D’une plume lyrique, sèche et dépouillée à l’extrême, Cormac McCarthy excelle dans la description de paysages et de destins tourmentés. Dans la parfaite lignée du Prix Nobel William Faulkner, il entraîne le lecteur dans un univers aussi terrifiant que désespéré. Aussi loin que porte le regard, les terres sont réduites à un océan de cendres grises et le soleil ne perce plus l’épais brouillard sanguinolent qui barre l’horizon. Les routes sont défoncées, les forêts carbonisées et charbonneuses, les maisons incendiées. Partout, on trouve des traces de pillages, alors que des cadavres momifiés d’êtres humains et d’animaux s’amoncellent sur les bords des chemins. Les villes ont été rasées, l’eau des rivières est devenue noire et des carcasses de camions et de locomotives rongées par la rouille obstruent les routes. «On n’est pas des survivants. On est des morts vivants dans un film d’horreur», clame le père. Du passé, de la société moderne américaine, il ne reste plus que des gravats.
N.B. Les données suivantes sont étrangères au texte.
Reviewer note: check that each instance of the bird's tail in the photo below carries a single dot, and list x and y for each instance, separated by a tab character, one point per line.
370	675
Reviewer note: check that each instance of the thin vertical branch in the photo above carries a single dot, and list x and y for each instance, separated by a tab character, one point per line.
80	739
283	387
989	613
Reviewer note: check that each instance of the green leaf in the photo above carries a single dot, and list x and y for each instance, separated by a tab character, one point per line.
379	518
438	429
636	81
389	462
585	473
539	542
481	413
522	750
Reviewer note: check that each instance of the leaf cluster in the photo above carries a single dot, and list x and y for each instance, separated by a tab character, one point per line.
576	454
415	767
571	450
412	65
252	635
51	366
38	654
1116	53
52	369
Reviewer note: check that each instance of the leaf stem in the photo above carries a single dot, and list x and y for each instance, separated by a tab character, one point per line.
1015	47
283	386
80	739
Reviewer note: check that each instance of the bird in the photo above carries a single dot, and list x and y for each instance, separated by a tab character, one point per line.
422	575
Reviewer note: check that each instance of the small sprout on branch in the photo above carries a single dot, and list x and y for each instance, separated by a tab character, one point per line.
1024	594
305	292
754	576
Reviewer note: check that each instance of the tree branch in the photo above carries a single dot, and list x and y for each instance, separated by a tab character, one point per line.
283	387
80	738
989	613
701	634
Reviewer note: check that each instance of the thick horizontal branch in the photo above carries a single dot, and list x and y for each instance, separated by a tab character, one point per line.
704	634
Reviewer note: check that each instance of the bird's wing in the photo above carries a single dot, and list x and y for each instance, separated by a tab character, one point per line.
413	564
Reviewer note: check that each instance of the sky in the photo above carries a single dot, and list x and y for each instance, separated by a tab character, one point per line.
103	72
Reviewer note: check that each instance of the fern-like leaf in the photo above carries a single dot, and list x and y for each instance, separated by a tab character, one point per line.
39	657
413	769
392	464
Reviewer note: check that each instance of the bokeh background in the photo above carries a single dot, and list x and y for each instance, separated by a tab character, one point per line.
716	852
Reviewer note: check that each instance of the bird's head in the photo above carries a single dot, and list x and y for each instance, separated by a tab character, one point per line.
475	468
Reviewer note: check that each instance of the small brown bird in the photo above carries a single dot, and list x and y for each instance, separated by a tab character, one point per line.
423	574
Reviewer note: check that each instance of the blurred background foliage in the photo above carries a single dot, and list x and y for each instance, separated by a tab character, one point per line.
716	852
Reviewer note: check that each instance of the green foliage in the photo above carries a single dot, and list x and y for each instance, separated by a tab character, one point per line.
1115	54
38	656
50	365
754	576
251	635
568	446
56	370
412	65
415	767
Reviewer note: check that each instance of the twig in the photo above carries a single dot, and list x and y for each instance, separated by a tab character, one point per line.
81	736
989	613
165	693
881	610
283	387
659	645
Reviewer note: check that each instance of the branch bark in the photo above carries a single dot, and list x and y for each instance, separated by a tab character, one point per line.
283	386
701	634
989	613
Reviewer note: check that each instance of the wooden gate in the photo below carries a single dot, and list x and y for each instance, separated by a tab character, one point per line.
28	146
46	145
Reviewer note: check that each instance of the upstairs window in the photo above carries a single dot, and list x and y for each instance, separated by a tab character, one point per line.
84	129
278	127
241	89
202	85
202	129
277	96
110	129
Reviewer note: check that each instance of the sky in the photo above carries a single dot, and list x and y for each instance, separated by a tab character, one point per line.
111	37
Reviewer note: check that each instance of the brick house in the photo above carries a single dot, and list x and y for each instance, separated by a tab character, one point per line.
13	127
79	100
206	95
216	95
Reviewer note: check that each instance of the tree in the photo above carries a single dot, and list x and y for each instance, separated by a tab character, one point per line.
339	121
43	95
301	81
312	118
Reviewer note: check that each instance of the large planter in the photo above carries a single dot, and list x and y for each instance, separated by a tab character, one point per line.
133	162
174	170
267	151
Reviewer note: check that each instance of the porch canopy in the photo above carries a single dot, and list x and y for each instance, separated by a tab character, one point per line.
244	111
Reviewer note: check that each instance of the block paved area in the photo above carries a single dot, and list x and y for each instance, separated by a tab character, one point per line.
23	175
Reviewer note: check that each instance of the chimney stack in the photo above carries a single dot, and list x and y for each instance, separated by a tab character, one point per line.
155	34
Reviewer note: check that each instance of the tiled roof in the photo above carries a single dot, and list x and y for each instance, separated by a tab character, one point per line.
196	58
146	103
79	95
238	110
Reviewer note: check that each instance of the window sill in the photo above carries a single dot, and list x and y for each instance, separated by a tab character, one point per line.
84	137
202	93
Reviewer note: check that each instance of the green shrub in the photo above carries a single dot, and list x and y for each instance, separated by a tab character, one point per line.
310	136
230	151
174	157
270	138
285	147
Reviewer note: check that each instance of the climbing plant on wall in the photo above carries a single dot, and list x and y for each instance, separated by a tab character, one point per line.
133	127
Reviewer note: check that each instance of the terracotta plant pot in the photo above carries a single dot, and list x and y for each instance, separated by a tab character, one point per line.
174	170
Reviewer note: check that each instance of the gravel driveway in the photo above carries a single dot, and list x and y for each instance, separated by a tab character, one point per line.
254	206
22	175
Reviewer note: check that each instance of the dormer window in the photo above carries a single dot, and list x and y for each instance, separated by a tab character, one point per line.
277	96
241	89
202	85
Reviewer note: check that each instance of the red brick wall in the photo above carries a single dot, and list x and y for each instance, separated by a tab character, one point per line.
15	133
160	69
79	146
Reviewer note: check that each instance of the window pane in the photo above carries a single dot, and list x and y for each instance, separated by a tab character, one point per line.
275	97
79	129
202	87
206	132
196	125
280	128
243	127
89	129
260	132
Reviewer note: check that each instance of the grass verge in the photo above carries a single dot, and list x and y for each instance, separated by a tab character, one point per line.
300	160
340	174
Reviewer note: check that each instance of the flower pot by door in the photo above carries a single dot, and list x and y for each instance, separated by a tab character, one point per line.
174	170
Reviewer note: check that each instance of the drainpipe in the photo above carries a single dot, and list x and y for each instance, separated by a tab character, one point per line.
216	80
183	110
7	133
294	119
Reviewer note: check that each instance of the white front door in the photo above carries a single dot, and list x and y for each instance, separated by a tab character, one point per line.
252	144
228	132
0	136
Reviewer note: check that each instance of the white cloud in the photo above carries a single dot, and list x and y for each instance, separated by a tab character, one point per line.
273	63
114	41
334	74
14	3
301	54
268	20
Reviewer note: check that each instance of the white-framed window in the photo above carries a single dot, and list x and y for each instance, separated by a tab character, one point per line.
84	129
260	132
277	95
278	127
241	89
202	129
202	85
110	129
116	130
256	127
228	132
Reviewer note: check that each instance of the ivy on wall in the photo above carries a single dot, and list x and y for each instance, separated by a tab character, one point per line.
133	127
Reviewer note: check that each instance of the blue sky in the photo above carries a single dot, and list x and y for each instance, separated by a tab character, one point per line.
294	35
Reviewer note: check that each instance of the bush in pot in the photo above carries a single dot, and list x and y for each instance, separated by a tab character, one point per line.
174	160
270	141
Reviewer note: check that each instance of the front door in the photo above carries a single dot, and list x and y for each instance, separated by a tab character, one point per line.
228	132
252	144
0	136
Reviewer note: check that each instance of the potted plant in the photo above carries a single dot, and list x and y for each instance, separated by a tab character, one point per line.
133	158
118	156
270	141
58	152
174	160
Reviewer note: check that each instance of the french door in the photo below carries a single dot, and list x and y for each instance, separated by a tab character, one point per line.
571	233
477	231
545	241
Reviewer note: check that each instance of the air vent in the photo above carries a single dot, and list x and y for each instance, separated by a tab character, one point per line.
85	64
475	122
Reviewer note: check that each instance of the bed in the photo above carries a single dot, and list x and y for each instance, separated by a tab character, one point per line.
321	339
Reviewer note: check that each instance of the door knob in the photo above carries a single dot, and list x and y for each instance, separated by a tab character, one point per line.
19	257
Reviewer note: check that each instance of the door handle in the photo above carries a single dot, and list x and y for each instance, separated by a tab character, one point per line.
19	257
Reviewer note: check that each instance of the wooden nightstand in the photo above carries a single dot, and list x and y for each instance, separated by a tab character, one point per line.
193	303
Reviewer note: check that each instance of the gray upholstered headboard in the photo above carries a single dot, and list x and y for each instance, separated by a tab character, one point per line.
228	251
L’enfant n’a d’ailleurs connu que la nouvelle ère, alors que les souvenirs du père commencent à s’effilocher: «L’enfant lui posait parfois des questions sur le monde qui pour lui n’était même pas un souvenir. Il avait du mal à trouver une réponse. Il n’y a pas de passé.» Le duo représente peut-être le dernier spécimen des «gentils», de «ceux qui portent le feu.» Marcher vers le Sud devient alors un acte de survie. Impossible de s’arrêter trop longtemps, de relâcher son attention, car les «méchants», avides de chair humaine et de violence aveugle, ne feront preuve d’aucune pitié.

 

Les dialogues entre le père et son fils sont rares et brefs. Ils n’en sont pas moins intenses et émouvants dans la mesure où ils se limitent à l’essentiel, à la quintessence de l’existence. Lorsque le fils demande à son père «Qu’est-ce que c’est que t’as jamais fait de plus courageux?», la réponse fuse: «Me lever ce matin.» Héroïque, le père sait que sa dernière heure approche car une maladie insidieuse le ronge. Pourtant, tel Roberto Benigni dans La vie est belle, il parvient à puiser une force inouïe pour persuader la chair de sa chair qu’il y a encore un avenir, que la vie vaut, quoi qu’il arrive, la peine d’être vécue. Jusqu’à son dernier souffle, il s’emploiera sans relâche à transmettre à son garçon des valeurs humanistes, quête ultime et bouleversante dans un monde retourné à la barbarie. L’amour paternel maintient une lueur d’espoir dans le cœur innocent de l’enfant. «Peut-être y a-t-il encore un autre homme et un autre enfant qui vivent ailleurs?», tente-t-il de se persuader. Peut-être même apparaîtront-ils au bout de la route? Alors que le lecteur est entraîné dans les ténèbres jusque dans les dernières pages, un éclair d’un rare optimisme vient conclure le texte. Dans un dernier souffle, le père lâche à son petit qu’il trouvera le salut, que la bonté continuera de l’accompagner sur sa route. Et là, le miracle se produit puisque l’enfant est recueilli par des «gentils». Une fin poignante, déchirante, tellement simple et belle qu’elle tirera les larmes de n’importe quel père. Un rai de lumière d’une beauté infinie, sur fond de noirceur absolue.